Endourologic options, namely percutaneous and transurethral, are favorable modalities for the management of bladder stones. Transurethral lithotripsy can be done by pneumatic, ultrasonic and laser lithotripter.20
We noted that the duration of surgery was reasonably short in retrograde assisted PCCL. Therefore, the risk of anesthesia and volume absorption would decrease consequently. This technique is also cost-benefit concerning a reduced amount of hospitalization time.
It is not mandatory to be an endourologist or a super professional urologist to do this method; furthermore, it does not need any unusual instruments and it can be done in every urology operating room even with limited facilities.21,22
Conclusion
This paper was an attempt to introduce a safe method which contains less complication, morbidity, and operation and hospital stay time and is incomparable with TULL. RPCCL is applicable in medical centers without Ho: YAG equipment.

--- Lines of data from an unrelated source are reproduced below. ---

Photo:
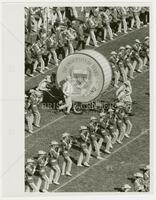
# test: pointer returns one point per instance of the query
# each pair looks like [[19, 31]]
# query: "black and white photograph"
[[87, 98]]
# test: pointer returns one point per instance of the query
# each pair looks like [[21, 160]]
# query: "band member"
[[123, 12], [67, 91], [128, 124], [121, 63], [139, 182], [136, 14], [28, 60], [42, 161], [37, 53], [120, 124], [90, 21], [112, 126], [84, 154], [34, 107], [81, 35], [113, 61], [144, 51], [60, 40], [136, 56], [105, 15], [66, 144], [29, 116], [104, 132], [146, 175], [51, 47], [126, 188], [30, 169], [92, 127], [128, 61], [53, 161], [43, 85], [69, 35]]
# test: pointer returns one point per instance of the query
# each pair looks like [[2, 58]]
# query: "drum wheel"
[[77, 108]]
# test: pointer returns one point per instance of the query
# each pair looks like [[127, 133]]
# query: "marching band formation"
[[53, 31]]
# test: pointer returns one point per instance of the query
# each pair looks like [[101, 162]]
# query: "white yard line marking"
[[117, 38], [100, 161], [113, 88], [40, 74], [52, 122]]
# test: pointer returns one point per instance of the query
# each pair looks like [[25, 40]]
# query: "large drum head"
[[90, 72]]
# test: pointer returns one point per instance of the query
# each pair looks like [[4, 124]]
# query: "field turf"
[[126, 159]]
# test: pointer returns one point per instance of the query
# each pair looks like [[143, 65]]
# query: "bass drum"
[[90, 73]]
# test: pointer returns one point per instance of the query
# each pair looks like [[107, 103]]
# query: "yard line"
[[95, 48], [40, 74], [100, 161], [113, 88], [52, 122], [125, 34], [107, 91]]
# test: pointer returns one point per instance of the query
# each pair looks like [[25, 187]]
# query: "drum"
[[90, 73]]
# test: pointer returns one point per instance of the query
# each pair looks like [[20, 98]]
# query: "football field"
[[116, 169]]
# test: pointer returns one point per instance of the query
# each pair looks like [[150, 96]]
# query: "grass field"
[[126, 159]]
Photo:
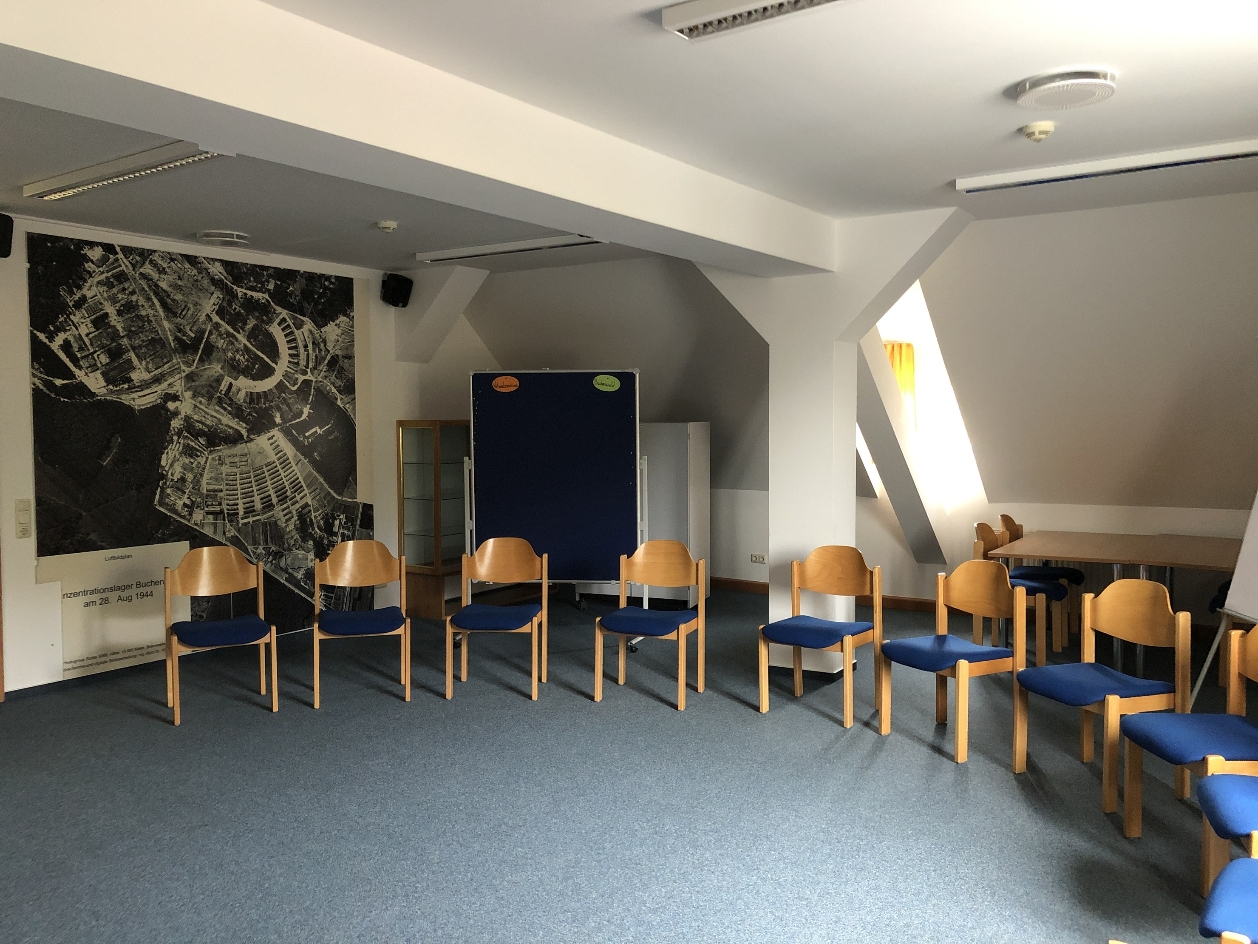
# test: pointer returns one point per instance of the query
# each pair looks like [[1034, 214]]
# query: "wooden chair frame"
[[215, 572], [838, 572], [659, 564], [1127, 617], [983, 598], [362, 563], [506, 560], [1242, 665]]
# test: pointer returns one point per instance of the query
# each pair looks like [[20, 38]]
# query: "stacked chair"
[[839, 572]]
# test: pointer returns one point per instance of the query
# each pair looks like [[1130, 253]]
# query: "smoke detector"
[[223, 237], [1066, 89], [1037, 130]]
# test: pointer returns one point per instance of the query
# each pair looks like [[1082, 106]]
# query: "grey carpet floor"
[[493, 818]]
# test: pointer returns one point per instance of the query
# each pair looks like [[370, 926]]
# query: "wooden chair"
[[361, 564], [1135, 611], [1228, 796], [839, 572], [980, 588], [1185, 740], [1230, 911], [217, 572], [657, 564], [506, 560]]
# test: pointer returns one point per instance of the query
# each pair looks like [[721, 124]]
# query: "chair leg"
[[449, 661], [681, 671], [1110, 755], [1132, 787], [848, 682], [1215, 854], [316, 667], [961, 730], [1087, 735], [174, 681], [883, 670], [762, 660], [1183, 783], [598, 662], [1020, 724], [532, 651]]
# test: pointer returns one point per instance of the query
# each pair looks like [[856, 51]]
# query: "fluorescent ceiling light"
[[1110, 166], [520, 246], [698, 19], [179, 154]]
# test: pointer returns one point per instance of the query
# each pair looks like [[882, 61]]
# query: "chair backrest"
[[361, 563]]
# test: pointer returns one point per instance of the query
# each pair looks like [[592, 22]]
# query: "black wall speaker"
[[395, 290]]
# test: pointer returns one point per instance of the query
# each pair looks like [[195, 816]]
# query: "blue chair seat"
[[1233, 901], [1049, 588], [1046, 573], [1081, 684], [934, 653], [360, 622], [1186, 739], [810, 632], [635, 621], [239, 631], [1229, 803], [482, 617]]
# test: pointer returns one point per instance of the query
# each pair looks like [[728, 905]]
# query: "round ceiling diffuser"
[[1066, 89]]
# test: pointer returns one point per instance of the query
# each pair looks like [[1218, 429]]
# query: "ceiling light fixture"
[[1066, 89], [520, 246], [180, 154], [1110, 166], [700, 19]]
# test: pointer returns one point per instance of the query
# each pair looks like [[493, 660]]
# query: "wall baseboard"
[[732, 583], [913, 603]]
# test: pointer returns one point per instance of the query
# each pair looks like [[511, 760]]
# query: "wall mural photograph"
[[185, 398]]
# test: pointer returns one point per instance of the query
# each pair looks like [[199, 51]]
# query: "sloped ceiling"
[[700, 359], [1108, 356]]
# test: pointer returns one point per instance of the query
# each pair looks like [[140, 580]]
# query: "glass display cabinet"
[[430, 509]]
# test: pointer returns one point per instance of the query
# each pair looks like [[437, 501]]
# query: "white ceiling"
[[861, 106]]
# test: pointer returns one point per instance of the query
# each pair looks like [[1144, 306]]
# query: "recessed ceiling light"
[[1066, 89], [223, 237]]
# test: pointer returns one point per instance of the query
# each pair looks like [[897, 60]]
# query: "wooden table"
[[1159, 550]]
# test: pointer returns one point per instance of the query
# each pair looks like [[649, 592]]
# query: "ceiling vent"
[[1066, 89], [180, 154], [520, 246], [700, 19], [223, 237]]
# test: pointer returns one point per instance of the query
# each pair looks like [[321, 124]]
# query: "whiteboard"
[[1243, 595]]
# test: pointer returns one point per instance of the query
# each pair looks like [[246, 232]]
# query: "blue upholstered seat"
[[635, 621], [1186, 739], [239, 631], [1081, 684], [810, 632], [1230, 803], [1046, 573], [482, 617], [1233, 901], [360, 622], [934, 653], [1049, 588]]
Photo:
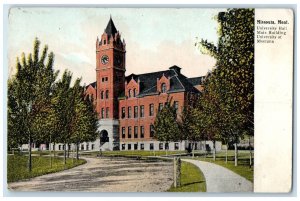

Limitation and Recommendation
Clinical studies as a randomized clinical trial in both adult and pediatric age with larger patient series are necessary to confirm the potential advantages/disadvantage of this method.
Ethical Considerations
Researchers undertook to do the research based on the ethical committee of Shahid Beheshti and Kermanshah University of Medical Sciences. Written informed consent was obtained from all patients after explaining the risks, options and benefits of the method.
Conflict of Interests
The authors declare no conflict of interest.
Acknowledgments
The authors wish to acknowledge the assistance of Urology operation room staff.
Please cite this article as follows: Sakhaei S, Fallah-Karkan M, Razzaghi M, Kazemzadeh Azad B, Aliakbari F. Retrograde-assisted percutaneous cystolitholapaxy versus transurethral cystolithotripsy with holmium-YAG laser: a retrospective study. J Lasers Med Sci. 2019;10(suppl 1):S54-S58. doi:10.15171/jlms.2019.S10.